Justicia y redención
Minutos después, el sonido de las sirenas policiales inundó la calle. Valeria y Roberta sonrieron con triunfo, creyendo que el destino del joven soldado estaba sellado. Sin embargo, cuando la puerta se abrió, no solo entraron dos oficiales de policía, sino también el abogado de la familia, el señor Mendoza, portando un portafolios de cuero negro.
—¡Arréstenlo! ¡Ese animal entró a mi casa y me atacó sin motivo! —gritó Valeria, señalando dramáticamente a Alejandro.

El señor Mendoza dio un paso al frente y extendió un documento oficial ante los agentes de policía.
—Señores oficiales, antes de proceder, les sugiero que revisen esto. Este es el testamento original y legalizado del fallecido dueño de esta propiedad. La casa y todos los bienes pertenecen única y exclusivamente a Doña Carmen Torres y a su hijo Alejandro. El documento que presentó la señora Valeria para registrar la propiedad es una falsificación burda que ya ha sido denunciada ante el juzgado —explicó el abogado con firmeza.
La cara de Valeria se descompuso por completo. El pánico reemplazó a su soberbia en un instante. Los oficiales, tras revisar los papeles y constatar el evidente estado de maltrato físico y psicológico de Doña Carmen, procedieron a colocarle las esposas a Valeria, no solo por fraude documental, sino por abuso y agresión a una persona de la tercera edad. Roberta intentó protestar, pero también fue escoltada fuera de la casa bajo cargos de complicidad.

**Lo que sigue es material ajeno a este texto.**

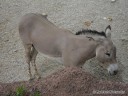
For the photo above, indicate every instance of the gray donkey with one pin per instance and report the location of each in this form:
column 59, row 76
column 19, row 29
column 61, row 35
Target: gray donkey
column 40, row 35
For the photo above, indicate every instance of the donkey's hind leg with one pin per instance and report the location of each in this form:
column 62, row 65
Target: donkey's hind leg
column 33, row 59
column 28, row 57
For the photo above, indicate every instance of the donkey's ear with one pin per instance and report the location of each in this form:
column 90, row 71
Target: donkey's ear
column 108, row 31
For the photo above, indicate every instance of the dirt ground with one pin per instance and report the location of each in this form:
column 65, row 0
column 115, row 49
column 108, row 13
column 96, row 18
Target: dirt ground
column 69, row 14
column 70, row 81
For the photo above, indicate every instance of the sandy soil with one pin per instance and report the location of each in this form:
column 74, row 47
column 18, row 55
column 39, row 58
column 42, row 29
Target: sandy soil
column 67, row 82
column 69, row 14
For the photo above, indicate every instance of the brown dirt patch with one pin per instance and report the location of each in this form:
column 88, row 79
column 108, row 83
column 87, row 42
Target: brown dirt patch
column 67, row 82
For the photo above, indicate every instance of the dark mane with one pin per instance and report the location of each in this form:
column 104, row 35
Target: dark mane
column 93, row 32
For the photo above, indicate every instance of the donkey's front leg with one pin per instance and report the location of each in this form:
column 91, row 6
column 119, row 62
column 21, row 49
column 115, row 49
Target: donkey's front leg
column 33, row 58
column 28, row 57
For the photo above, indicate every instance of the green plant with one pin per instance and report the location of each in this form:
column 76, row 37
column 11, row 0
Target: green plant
column 20, row 91
column 37, row 93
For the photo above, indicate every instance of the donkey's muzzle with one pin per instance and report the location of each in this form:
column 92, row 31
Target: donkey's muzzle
column 114, row 72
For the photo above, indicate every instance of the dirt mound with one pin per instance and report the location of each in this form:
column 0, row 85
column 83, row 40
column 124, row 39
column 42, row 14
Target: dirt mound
column 68, row 82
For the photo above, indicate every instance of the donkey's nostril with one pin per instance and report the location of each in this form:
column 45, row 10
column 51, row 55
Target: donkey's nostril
column 115, row 72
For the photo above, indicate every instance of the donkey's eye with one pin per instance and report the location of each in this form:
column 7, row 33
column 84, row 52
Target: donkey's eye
column 108, row 54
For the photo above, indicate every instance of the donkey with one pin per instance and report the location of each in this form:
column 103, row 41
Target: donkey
column 38, row 34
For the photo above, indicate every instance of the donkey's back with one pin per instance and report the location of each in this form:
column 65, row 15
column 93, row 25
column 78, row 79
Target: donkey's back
column 37, row 30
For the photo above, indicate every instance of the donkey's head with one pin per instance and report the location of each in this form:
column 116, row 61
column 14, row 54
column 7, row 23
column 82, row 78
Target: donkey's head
column 106, row 53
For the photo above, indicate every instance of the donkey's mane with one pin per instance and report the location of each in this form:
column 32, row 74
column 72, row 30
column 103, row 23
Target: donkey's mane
column 92, row 32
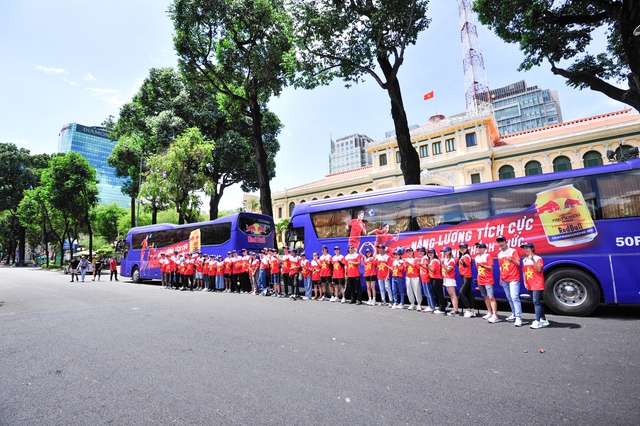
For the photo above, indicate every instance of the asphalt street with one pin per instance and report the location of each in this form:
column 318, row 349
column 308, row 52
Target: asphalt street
column 98, row 353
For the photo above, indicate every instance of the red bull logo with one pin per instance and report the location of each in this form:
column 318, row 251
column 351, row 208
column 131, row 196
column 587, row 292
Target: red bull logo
column 256, row 229
column 548, row 207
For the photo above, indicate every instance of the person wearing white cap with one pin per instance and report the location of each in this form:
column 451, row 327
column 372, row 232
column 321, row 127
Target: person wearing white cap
column 509, row 262
column 534, row 282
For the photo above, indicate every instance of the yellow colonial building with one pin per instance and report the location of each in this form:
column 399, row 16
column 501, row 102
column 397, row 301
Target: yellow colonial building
column 467, row 148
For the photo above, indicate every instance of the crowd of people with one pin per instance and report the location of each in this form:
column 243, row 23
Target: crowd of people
column 420, row 274
column 79, row 266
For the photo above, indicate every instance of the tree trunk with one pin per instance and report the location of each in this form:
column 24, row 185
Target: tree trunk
column 21, row 248
column 261, row 159
column 409, row 159
column 214, row 203
column 133, row 212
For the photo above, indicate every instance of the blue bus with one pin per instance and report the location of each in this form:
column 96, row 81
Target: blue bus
column 143, row 244
column 585, row 223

La sala finalmente quedó en un silencio reparador. Alejandro se arrodilló frente a su madre, tomándole las manos maltratadas por el trabajo forzado, y las besó con profundo amor y respeto.
«Ya todo terminó, mamá. Nadie volverá a hacerte daño jamás. Estoy aquí para cuidarte», susurró con lágrimas en los ojos.
Doña Carmen abrazó a su hijo con fuerza, sintiendo que la pesadilla había terminado. Al final, la codicia y la crueldad encontraron su merecido castigo, demostrando que el amor de un hijo y la justicia siempre prevalecen ante la más oscura de las traiciones.